For three generations so much money was taken away by taxation that most people had neither the resources nor the wealth – nor indeed the inclination – to take on wider civil responsibilities. If the state took on the job, why should individuals bother, particularly since their help was often rejected? So they didn't.
We are now in the early stages of reversing all this. The growing numbers of the super-rich form a core of people who can, by deploying not just their wealth but also their knowledge and their contacts, start to make a difference to society. But of course this is not just a job for the fortunate 3,300 or indeed the much larger number of prosperous people who want to put something back. It is a job for everyone who has something to give. Individuals' money or their talent can be applied swiftly and flexibly. Nimble people can plug gaps where the lumbering public sector system fails. People with time and managerial experience can do wonders if given a chance to contribute.
We have the opportunity of shaping how this rebuilding of our society progresses. So far some of the less attractive aspects of the deployment of personal wealth have been more in evidence: the buying of honours, for example. But given time, we will I think see less self-aggrandising and more genuine efforts to help to create a more balanced society. For example, higher education has been squeezed and needs more private money. One friend recently gave a building to his old college, while another has just funded a chair for his university. They don't get much public acclaim for that, nor I think would particularly want it – they want to do the right thing, they happen to been successful in their careers and therefore they are able to help.

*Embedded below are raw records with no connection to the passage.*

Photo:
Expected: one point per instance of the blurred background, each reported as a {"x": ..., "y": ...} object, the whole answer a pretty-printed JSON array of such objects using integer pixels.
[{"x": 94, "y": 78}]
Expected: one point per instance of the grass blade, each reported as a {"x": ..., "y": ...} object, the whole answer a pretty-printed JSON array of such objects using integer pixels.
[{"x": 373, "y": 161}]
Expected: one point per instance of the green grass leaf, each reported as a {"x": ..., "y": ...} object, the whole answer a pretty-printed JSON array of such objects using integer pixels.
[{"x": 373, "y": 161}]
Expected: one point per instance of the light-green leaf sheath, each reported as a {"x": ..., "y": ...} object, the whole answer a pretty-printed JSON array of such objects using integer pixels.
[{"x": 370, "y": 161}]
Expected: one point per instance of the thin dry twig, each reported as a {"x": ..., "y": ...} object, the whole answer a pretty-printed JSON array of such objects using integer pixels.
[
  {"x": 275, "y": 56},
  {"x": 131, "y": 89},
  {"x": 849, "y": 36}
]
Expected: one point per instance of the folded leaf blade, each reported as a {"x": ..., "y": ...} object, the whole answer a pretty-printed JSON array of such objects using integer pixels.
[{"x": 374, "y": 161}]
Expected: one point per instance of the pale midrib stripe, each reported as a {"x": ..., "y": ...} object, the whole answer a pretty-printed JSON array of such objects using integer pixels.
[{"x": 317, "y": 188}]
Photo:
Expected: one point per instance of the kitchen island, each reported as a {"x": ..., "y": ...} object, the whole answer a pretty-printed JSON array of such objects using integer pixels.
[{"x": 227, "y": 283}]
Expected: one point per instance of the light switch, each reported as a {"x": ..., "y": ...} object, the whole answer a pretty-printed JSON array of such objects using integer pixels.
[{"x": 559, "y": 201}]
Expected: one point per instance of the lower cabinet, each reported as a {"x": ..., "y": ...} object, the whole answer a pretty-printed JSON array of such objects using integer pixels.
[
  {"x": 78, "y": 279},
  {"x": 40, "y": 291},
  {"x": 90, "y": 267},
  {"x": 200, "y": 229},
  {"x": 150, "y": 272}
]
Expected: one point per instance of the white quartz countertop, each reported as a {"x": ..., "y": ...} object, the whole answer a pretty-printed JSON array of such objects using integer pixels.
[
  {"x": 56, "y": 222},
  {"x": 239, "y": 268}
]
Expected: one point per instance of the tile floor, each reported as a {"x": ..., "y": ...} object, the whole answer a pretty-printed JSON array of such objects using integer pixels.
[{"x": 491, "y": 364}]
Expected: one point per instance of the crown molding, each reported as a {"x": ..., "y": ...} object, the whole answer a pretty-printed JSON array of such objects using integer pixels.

This must be the way forward. There will of course be things that only governments can do. But we have become increasingly aware of the limits of government power and the unhappy outcome of well-meaning but badly-constructed state initiatives. There are huge gaps that need to be plugged and they will continue to exist, even assuming greater competence in government. So we have to find ways of involving ourselves, giving time as well as money. But money does matter. Thoughtful, successful and, yes, rich individuals can do things that governments can't.